Lobbying techniques are generally broken down into two broad categories: direct lobbying and indirect, or "grassroots," lobbying. Direct lobbying techniques include making personal contacts with members of Congress and appointed officials. It is important for lobbyists to know who the key people are in drafting legislation that is significant to their clientele. They hire technical experts to develop reports, charts, graphs, or schematic drawings that may help in the legislative decision-making process that determines the passage, amendment, or defeat of a measure. Sometimes a lobbyist with expertise on a particular issue works directly with a member of Congress in the drafting of a bill. Lobbyists also keep members of Congress tuned in to the voices of their constituents.

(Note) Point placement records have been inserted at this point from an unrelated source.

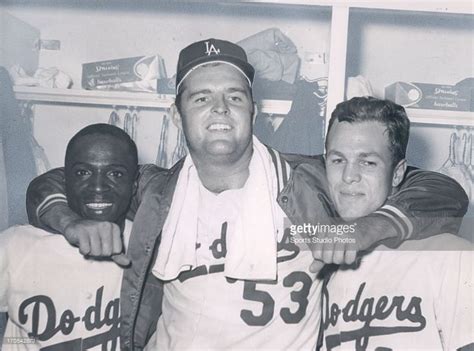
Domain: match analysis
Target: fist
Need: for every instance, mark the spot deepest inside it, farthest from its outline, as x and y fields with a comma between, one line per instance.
x=97, y=239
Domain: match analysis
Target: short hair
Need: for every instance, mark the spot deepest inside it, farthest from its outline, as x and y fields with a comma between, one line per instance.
x=368, y=108
x=102, y=129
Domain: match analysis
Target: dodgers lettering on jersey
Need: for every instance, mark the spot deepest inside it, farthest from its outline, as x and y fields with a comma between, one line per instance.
x=411, y=298
x=39, y=315
x=370, y=311
x=55, y=298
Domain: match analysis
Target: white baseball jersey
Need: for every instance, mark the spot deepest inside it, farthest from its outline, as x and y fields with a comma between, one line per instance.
x=203, y=309
x=419, y=297
x=55, y=298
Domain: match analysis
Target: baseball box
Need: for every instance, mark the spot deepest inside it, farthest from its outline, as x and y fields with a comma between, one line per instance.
x=430, y=96
x=130, y=74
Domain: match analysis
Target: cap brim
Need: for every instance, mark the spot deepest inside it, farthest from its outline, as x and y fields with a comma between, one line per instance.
x=243, y=67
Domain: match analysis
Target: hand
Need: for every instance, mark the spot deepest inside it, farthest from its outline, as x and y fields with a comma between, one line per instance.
x=97, y=239
x=368, y=233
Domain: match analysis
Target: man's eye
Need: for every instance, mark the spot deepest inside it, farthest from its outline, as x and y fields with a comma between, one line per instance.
x=337, y=161
x=368, y=163
x=201, y=99
x=236, y=98
x=116, y=174
x=82, y=172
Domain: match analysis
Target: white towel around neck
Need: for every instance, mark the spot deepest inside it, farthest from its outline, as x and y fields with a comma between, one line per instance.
x=252, y=250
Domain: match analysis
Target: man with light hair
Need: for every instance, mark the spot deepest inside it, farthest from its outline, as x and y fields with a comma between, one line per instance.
x=416, y=297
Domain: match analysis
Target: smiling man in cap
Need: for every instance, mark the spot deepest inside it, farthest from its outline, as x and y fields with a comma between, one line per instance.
x=210, y=257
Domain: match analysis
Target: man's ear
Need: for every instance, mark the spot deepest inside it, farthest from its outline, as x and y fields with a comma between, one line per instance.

Indirect, or grassroots, lobbying involves persuading voters to support a client's view. If the Congress member knows that a majority of voters favor a particular point of view, he or she will support or fight legislation according to the voters' wishes. Probably the most widely used method of indirect lobbying is the letter-writing campaign. Lobbyists use direct mail, newsletters, e-mails, social networking Web sites, blogs, tweets, media advertising, and other methods of communication to reach the constituents and convince them to contact their member of Congress with their supporting views. Lobbyists also use phone campaigns, encouraging the constituents to call their Congress member's office. Aides usually tally the calls that come in and communicate the volume to the legislator.
Indirect lobbying is also done through the media. Lobbyists try to persuade newspaper and magazine editors and radio and television news managers to write or air editorials that reflect the point of view of their clientele. They write op-ed pieces that are submitted to the media for publication. They arrange for experts to speak in favor of a particular position on talk shows or to make statements that are picked up by the media. As a persuasive measure, lobbyists may send a legislator a collection of news clippings indicating public opinion on a forthcoming measure, or provide recordings of aired editorials and news features covering a relevant subject.